Dans le cadre de la semaine d’information et de sensibilisation des sociétés minières sur leur migration sur le Code de 2023, le secrétaire général de la Coalition Malienne Publiez Ce Que Vous Payez (PCQVP), M. Tiémoko Souleymane Sangaré a animé une conférence de presse, le vendredi 20 septembre 2024, au siège de leur organisation.
Selon le rapport du Comité de Pilotage ITIE 2021, le secteur minier a connu depuis une trentaine d’années un essor considérable en occupant la première place sur le plan de l’exportation du pays avec 79%. Ce même rapport note que le Mali compte à ce jour 14 mines d’or industrielles et leur contribution à l’économie nationale en 2021 est de 9,17% au PIB, 22,27% dans les revenus de l’Etat et 0,8 % dans la création d’emplois. Selon M. Sangaré, ces données prouvent à suffisance que l’économie du Mali repose essentiellement sur l’exploitation abusive des ressources minières et précisément l’or.
« Toutefois, les attentes n’ont pas été comblées en termes de création d’emplois et d’investissement dans le secteur des services sociaux de base pendant la période de la monoproduction de l’or. La diversification tant souhaitée par tous les acteurs, est devenue une réalité. Le Mali compte aujourd’hui deux projets d’exploration de lithium bien avancés : Gualamina (Ganfend) et Bougouni (Minéraux Kodal) dans le village de N’Ganala. La production de Gualamina est prévue pour novembre 2024 », a fait comprendre le secrétaire général de PCQVP.
Selon les estimations, le Mali dispose de la deuxième plus grande réserve de Lithium d’Afrique, après la République Démocratique du Congo (RDC) et dont l’exploitation programmée va s’étendre sur plus de vingt-trois ans. Elles ajoutent qu’aujourd’hui, le secteur des batteries représente environ 46% des volumes de lithium consommés dans le monde, dont un tiers est dédié aux seuls usages liés aux véhicules électriques ; Verres et céramiques 27% ; Pharmacie, électronique et aluminium 9% ; Graisses lubrifiantes 7% ; Polymère 5% ; Acier 4% et Traitement de l’air 2%.
« Le Lithium, minerai stratégique, est vital pour les technologies d’énergie renouvelable. Face à la tendance mondiale de la lutte contre les changements climatiques et la ruée vers les minerais de transition énergétique, la demande mondiale d’exploitation de cette ressource, va connaître une hausse massive.

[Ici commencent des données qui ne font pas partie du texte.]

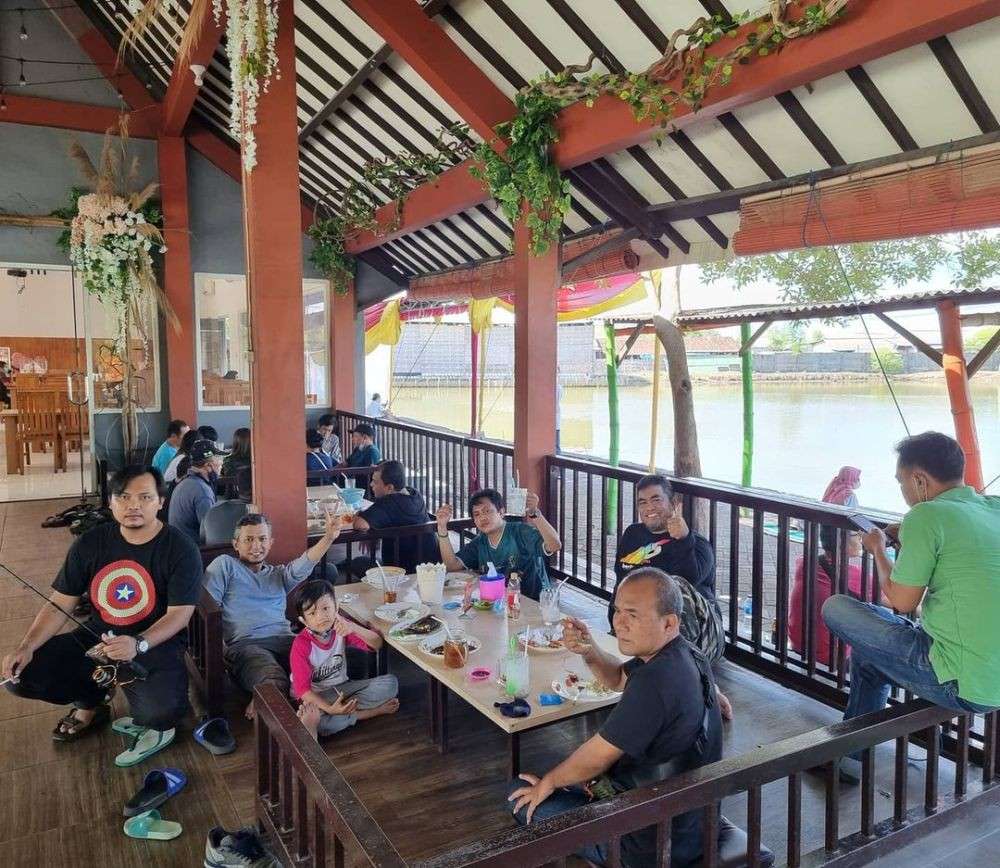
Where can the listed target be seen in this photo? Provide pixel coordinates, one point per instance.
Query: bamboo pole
(746, 370)
(611, 366)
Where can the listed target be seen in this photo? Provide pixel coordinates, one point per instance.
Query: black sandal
(70, 727)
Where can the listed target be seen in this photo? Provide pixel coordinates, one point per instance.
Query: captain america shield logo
(123, 592)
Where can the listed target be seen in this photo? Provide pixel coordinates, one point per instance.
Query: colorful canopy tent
(383, 322)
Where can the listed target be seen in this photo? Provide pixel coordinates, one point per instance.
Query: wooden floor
(61, 804)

Il faut se préparer à éviter les éventuelles injustices générées lors du boom aurifère notamment sur des personnes en situation de handicap. Il s’agit entre autres, du manque de consultation des communautés, de la mauvaise gouvernance et d’insuffisance de garanties sociales et environnementales », a précisé M. Sangaré, tout en soulignant que la Coalition PCQVP-Mali avec l’appui technique et financier de PCQVP mondiale met en œuvre le projet NORAD en vue de prendre en charge les impacts liés à l’exploitation du lithium dans la région de Bougouni. Selon lui, il s’agit de promouvoir le suivi citoyen des impacts environnementaux et sociaux du projet d’exploitation du lithium dans la région de Bougouni ; contribuer à la prévention et à la réduction des conflits entre les investisseurs et les communautés locales impactées par l’exploitation du lithium.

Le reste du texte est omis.